FIDLEG

Das Finanzdienstleistungsgesetz (FIDLEG) bezweckt den Schutz der Kunden von Finanzdienstleistern sowie die Schaffung vergleichbarer Bedingungen für das Erbringen von Finanzdienstleistungen durch die Finanzdienstleister. Zudem legt es die Anforderungen für die getreue, sorgfältige und transparente Erbringung von Finanzdienstleistungen fest und regelt das Anbieten von Finanzinstrumenten.

Das FIDLEG wird durch eine vom Bundesrat zu erlassende Vollzugsverordnung (Finanzdienstleistungsverordnung – FIDLEV) ergänzt. Zahlreiche Detailfragen werden erst auf Verordnungsstufe geregelt. Zudem ist es möglich, dass die FINMA technische Einzelfragen ebenfalls in einer Verordnung regeln wird.

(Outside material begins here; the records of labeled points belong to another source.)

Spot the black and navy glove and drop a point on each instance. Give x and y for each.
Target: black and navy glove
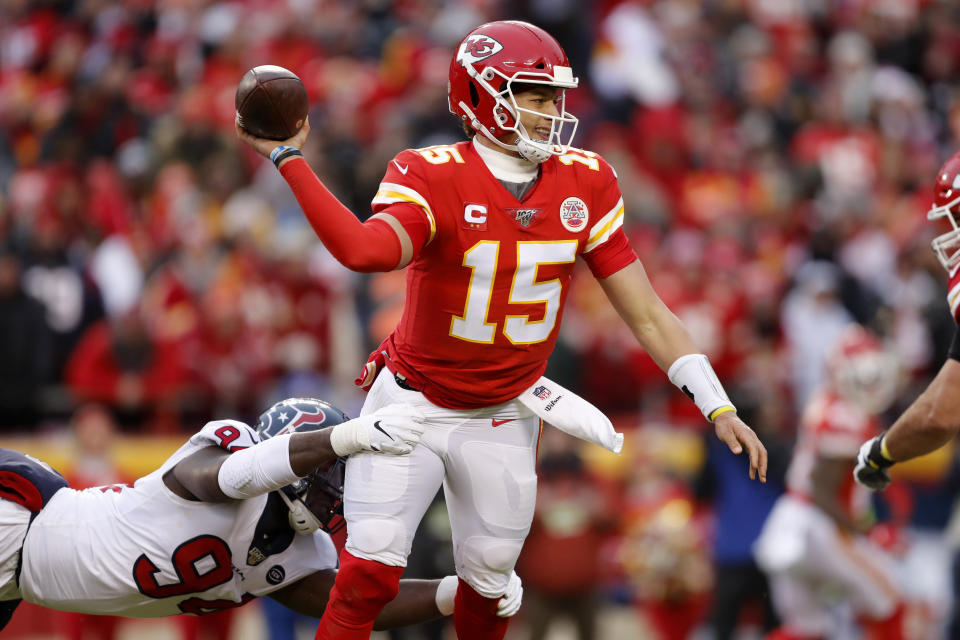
(872, 465)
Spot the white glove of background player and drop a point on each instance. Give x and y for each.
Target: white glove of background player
(509, 604)
(394, 429)
(872, 465)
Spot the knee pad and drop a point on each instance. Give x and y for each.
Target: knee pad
(485, 563)
(371, 584)
(381, 539)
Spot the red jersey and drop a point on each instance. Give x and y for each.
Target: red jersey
(832, 427)
(485, 293)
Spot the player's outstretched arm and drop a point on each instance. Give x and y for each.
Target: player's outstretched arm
(665, 338)
(368, 246)
(932, 420)
(417, 601)
(215, 475)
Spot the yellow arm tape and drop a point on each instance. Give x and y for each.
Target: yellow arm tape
(716, 412)
(883, 449)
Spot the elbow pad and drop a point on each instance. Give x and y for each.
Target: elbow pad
(693, 375)
(259, 469)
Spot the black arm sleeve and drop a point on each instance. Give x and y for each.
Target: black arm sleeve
(955, 346)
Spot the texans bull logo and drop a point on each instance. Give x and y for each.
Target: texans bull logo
(304, 416)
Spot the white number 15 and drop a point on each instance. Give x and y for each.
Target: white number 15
(475, 326)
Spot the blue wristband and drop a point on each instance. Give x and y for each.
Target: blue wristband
(282, 152)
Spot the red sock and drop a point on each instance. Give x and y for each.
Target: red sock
(361, 590)
(475, 617)
(889, 628)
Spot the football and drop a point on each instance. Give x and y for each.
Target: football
(271, 102)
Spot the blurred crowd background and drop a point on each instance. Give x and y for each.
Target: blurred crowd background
(776, 158)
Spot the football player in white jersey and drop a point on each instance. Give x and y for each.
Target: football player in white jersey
(237, 512)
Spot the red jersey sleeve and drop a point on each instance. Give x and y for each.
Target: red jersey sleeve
(607, 249)
(404, 184)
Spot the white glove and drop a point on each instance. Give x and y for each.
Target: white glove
(394, 429)
(509, 604)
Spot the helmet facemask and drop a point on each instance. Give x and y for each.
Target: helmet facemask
(947, 245)
(506, 111)
(316, 501)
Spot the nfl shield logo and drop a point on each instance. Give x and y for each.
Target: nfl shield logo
(574, 214)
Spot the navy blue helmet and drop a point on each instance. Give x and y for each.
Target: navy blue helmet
(315, 502)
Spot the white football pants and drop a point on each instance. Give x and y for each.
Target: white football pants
(485, 460)
(811, 563)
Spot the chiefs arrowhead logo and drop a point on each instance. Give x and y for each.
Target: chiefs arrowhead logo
(476, 48)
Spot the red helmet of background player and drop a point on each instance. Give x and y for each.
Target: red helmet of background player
(496, 60)
(862, 371)
(946, 204)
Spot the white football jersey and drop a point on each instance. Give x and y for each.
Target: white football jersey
(143, 551)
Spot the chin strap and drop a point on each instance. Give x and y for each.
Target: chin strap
(301, 518)
(532, 151)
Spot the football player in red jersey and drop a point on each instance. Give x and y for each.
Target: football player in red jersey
(814, 545)
(934, 417)
(489, 231)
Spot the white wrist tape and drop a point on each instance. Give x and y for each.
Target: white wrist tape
(693, 375)
(260, 469)
(446, 593)
(349, 437)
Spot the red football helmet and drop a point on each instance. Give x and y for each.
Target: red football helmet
(862, 371)
(946, 204)
(489, 63)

Durch das FIDLEG sollen die Interessen der Anleger besser und nachhaltig geschützt werden. Es enthält Regeln für das Angebot von Finanzdienstleistungen und den Vertrieb von Finanzinstrumenten. Das FIDLEG gilt für sämtliche Finanzinstitute, unabhängig von ihrer Art.

Gemäss FIDLEG hat eine Kundensegmentierung stattzufinden: Kunden müssen als Privatkunden, professionelle oder institutionelle Kunden klassiert werden, wobei Möglichkeiten zum «opting-in» bzw. «opting-out» zwischen Kundenkategorien bestehen. Das FIDLEG verlangt von den Finanzdienstleistern eine dem Kunden angemessene Aufklärung und Beratung. Der Finanzdienstleister hat je nach Kundensegment und Art der Dienstleistung eine Prüfung der Angemessenheit und Eignung («Suitability») von Finanzprodukten und Finanzdienstleistungen vorzunehmen.

Neu müssen sich sämtliche Finanzdienstleister einer Ombudsstelle anschliessen. Einheitliche Regelungen sind bei der Prospektpflicht vorgesehen, mit Erleichterungen für KMU.

Vor dem Angebot eines Finanzinstruments an Privatkunden muss ein Basisinformationsblatt («BIB») erstellt werden, welches wesentliche Angaben zum Anlageentscheid und einen Vergleich verschiedener Finanzinstrumente enthält. Das BIB soll auf einfache und verständliche Art eine fundierte Anlageentscheidung und einen echten Vergleich verschiedener Finanzinstrumente ermöglichen. Die Kunden müssen über Eigenschaften, Risiken und Kosten eines Produktes informiert werden.

Die im Entwurf des Bundesrates enthaltenen, aber in der Vernehmlassung stark kritisierten Instrumente der Beweislastumkehr, des Prozesskostenfonds und des Schiedsgerichts hat das Parlament eliminiert.

Wie steht es mit der EU-Kompatibilität?

Inhaltlich orientiert sich das FIDLEG an den entsprechenden EU-Regelungen (MiFID II, MiFIR, Prospektrichtlinie, PRIIPS), weicht jedoch in verschiedenen Bereichen von diesen ab. Im Bereich des Kundenschutzes und der Verhinderung von Interessenkonflikten gehen die schweizerischen Vorschriften weniger weit. MiFID II hat höhere Ansprüche an die Kostentransparenz als das FIDLEG. Auch beinhaltet das FIDLEG im Gegensatz zur MiFID II kein Verbot zur Entgegennahme von Retrozessionen und ähnlichen Kommissionen im Zusammenhang mit Vermögensverwaltung.

Ob die EU FIDLEG als gleichwertig anerkennen wird, ist ungewiss. Obwohl die Anerkennung der Gleichwertigkeit bei der Erarbeitung der Gesetzesentwürfe ursprünglich ein wichtiges Ziel gewesen war, hat dieses Ziel im Verlaufe des Gesetzgebungsprozesses an Wichtigkeit verloren. Weiter ist darauf hinzuweisen, dass bei der Anerkennung der Gleichwertigkeit durch die EU nicht nur sachliche, sondern auch politische Motive eine Rolle spielen.

MiFID II hat unabhängig von einer allfälligen Gleichwertigkeitsanerkennung auch für Schweizer Vermögensverwalter eine gewisse Relevanz. Ein Urteil des Oberlandesgerichts Stuttgart besagt, dass aufgrund des Lugano-Übereinkommens jedem Konsument das Recht zusteht, seine Ansprüche an seinem Wohnsitz einzuklagen, trotz anderslautender Gerichtsstandsklausel. Entsprechend dem Wohnsitzgerichtsstand des Kunden wird in einem solchen Fall zugleich auch das jeweilige Recht dieses Landes und somit auch die MiFID angewandt.